Золотая шпага, стр. 106

– Саблей тоже уметь надобно… Если кто считает, что он умеет, пусть попробует со мной.

Старший из казаков сказал:

– Похоже, черти тебе помогли как-то улизнуть. Но со мной так не случится. Эй, Мыкола! Бабу отдаю вам на потеху, а этого угостите колом по башке… Нет, а вдруг опять уйдет? За голову мертвого тоже награда, хоть и чуть меньше. Зато места в мешке займет меньше… Нет, не стреляйте! Чертовы москаляки проснутся, набегут как мурашва. Они ж только числом могут… Саблями его!

Он отступил, Засядько услышал зловещий свист выдергиваемых из ножен сабель. Сердце замерло, он никогда в жизни не чувствовал такого страха. Он с голыми руками, а враги вооружены острым железом, их много… А с ним Оля, мужественная Оля, которой страшно, но не падает духом, верит в него…

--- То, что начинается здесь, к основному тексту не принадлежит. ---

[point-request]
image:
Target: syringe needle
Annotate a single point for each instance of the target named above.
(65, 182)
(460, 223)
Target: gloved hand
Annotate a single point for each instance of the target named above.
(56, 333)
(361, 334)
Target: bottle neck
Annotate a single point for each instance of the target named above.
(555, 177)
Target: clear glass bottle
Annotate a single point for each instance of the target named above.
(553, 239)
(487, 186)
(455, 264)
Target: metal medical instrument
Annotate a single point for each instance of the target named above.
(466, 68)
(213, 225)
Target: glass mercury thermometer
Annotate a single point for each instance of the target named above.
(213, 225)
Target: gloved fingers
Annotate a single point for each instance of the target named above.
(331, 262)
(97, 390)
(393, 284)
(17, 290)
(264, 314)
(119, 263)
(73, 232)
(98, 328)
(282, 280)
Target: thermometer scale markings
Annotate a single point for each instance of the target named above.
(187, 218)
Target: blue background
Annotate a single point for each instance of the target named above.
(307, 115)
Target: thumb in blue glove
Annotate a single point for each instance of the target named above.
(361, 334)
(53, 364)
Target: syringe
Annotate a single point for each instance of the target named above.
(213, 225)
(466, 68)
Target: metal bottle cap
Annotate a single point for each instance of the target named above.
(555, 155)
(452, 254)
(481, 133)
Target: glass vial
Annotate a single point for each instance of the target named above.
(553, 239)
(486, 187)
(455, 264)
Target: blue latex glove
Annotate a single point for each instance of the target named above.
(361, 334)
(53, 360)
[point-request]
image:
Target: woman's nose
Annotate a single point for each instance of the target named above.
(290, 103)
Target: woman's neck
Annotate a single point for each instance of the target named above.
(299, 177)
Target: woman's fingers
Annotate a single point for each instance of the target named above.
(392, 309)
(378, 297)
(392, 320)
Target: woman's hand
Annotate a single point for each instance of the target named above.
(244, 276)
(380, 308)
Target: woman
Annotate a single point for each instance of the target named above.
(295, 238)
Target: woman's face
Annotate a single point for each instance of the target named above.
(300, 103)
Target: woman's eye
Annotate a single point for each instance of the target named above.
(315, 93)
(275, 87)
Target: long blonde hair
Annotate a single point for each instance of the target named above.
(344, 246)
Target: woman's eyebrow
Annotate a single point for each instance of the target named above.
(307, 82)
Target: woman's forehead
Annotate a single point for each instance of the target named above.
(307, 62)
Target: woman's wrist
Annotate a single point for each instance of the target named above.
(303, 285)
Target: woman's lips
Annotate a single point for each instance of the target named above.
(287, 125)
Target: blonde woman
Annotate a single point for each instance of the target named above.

– Васильев, – сказал он, – служит туркам. От них получает деньги. Неужели вы, славяне, готовы помогать туркам супротив нас, русских? Вы же братья по крови, братья по вере! Мы же все – православные.

Казак бросил резко:

– Лучше турки, чем москали! Ребята, руби в капусту! Ежели баба завизжит, руби и бабу!

Засядько увидел блеск на обнаженных лезвиях, спина уже покрылась холодным потом, будто уже туда вонзились сабли, как вдруг из темноты раздался хриплый голос:

– Стойте! Кого поймали?

– Опять енерала, – ответил казак раздраженно. – Теперь надо прикончить, чтоб уж наверняка. А голову отвезем тому Васильеву, большие деньги за нее дает.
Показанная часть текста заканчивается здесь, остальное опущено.